PTUZ breathes fire over govt’s abandonment of ECD teachers

ECD children play with their teachers at a makeshift nursry school within the settlement

THE Progressive Teachers’ Union of Zimbabwe (PTUZ) has come out guns blazing over government’s recent decision to stop paying Early Childhood Education (ECD) teachers’ salaries.


PTUZ President Takavafira Zhou yesterday said his union was shocked by government’s dereliction of duty.

“It is nauseating that the new Minister of Primary and Secondary Education, Paul Mavima, had the temerity to say parents have to either send their children to private schools or pay for teachers’ salaries,” Zhou said.

“PTUZ takes great exception to such a callous decision and monumental injustice, fundamentally the 1999 Nziramasanga Commission recommended a nine-year primary education, which schools have introduced with the integration of ECD A and ECD B in formal primary school education.”
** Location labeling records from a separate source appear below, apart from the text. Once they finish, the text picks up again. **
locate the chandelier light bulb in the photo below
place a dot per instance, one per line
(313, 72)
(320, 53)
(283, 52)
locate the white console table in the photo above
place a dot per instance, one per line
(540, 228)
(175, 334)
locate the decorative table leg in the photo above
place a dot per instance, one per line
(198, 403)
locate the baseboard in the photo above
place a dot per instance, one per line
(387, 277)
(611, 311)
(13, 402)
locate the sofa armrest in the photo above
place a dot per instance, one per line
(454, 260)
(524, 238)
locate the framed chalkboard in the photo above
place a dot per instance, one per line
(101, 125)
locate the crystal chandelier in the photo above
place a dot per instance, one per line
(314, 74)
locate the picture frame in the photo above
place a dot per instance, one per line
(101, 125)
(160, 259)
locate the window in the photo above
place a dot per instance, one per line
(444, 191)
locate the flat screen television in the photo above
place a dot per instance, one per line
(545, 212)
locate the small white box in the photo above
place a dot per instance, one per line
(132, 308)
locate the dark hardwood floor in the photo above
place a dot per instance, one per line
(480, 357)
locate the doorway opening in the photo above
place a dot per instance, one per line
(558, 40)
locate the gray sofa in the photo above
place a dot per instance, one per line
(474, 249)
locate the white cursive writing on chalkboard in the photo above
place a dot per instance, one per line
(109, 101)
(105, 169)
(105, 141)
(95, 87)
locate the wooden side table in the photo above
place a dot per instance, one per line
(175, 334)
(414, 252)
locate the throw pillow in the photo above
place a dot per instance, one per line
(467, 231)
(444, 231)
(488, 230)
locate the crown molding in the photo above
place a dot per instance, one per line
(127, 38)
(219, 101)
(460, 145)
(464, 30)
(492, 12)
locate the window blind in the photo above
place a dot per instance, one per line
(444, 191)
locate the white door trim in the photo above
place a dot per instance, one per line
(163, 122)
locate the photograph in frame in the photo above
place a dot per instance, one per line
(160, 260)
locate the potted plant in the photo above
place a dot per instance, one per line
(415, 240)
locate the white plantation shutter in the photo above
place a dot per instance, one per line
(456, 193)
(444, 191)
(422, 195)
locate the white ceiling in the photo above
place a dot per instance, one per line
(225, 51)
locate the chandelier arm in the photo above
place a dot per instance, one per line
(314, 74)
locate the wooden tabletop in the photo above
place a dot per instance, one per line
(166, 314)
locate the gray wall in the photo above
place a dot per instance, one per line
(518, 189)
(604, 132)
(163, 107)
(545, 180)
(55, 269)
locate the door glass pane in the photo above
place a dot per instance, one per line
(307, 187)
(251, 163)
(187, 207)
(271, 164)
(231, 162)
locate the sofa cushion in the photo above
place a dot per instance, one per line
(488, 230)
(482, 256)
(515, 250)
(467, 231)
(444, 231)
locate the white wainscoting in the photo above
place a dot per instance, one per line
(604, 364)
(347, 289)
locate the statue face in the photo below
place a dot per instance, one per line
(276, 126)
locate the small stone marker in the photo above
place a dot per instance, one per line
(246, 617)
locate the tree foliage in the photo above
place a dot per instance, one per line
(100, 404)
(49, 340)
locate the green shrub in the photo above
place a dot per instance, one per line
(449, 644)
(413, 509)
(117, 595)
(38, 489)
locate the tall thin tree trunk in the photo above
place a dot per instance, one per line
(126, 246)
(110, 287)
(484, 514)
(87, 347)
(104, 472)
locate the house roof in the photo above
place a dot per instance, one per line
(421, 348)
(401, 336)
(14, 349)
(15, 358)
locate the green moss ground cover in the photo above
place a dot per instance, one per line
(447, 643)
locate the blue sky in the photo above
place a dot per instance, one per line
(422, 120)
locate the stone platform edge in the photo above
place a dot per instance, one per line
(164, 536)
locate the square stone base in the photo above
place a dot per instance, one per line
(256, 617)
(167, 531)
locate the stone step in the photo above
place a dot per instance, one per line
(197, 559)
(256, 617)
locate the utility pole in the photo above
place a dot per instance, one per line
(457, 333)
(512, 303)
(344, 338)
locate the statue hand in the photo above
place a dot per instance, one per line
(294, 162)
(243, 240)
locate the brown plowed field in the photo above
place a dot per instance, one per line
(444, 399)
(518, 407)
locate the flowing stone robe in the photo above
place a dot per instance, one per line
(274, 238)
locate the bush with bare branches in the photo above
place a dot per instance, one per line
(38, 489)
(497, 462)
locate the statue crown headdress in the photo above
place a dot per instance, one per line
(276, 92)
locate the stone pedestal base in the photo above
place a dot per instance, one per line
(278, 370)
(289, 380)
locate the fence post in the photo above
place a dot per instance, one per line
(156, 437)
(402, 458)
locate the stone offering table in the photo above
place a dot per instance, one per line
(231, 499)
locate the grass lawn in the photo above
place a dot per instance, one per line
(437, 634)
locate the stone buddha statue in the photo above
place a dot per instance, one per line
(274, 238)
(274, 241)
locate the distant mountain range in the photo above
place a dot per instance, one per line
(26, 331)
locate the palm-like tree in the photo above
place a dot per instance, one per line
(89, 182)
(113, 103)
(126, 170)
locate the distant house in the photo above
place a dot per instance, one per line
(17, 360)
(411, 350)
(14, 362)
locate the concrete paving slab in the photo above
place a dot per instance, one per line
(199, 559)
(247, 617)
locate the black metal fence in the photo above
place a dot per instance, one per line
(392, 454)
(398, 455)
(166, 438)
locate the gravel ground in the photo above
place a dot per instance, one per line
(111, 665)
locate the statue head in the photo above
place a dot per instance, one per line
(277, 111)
“The law does not apply in retrospect and (Finance) minister (Patrick) Chinamasa, as a lawyer, and Mavima must be reminded that their enunciation cannot be applied on ECD teachers already in schools, unless if they want to create a legal lacuna,” he said.

“PTUZ, therefore, urges government to mellow to a more constructive approach permeable to reason, law and facts. We also call for teachers across unions’ divide as well as parents to engage a high gear and be ready to resist this educational vandalism by any means necessary at an opportune time.”

Parents in Bulawayo have since said Cabinet should not have approved the ECD programme in the first place if it did not plan to fund it.

They said they would soon lobby for the scrapping of ECD classes until such a time when the government has secured funding for the teachers, indicating that government should not pass the buck to parents as they have no money.

1 Comment

  1. I think govt must support ECD teachers, especially in the rural areas. In town, people can send their children to pre-schools as they have always done before, but in rural areas its tough. There are no resources. The only infrastructure in the already existing schools and parents there are generally poor.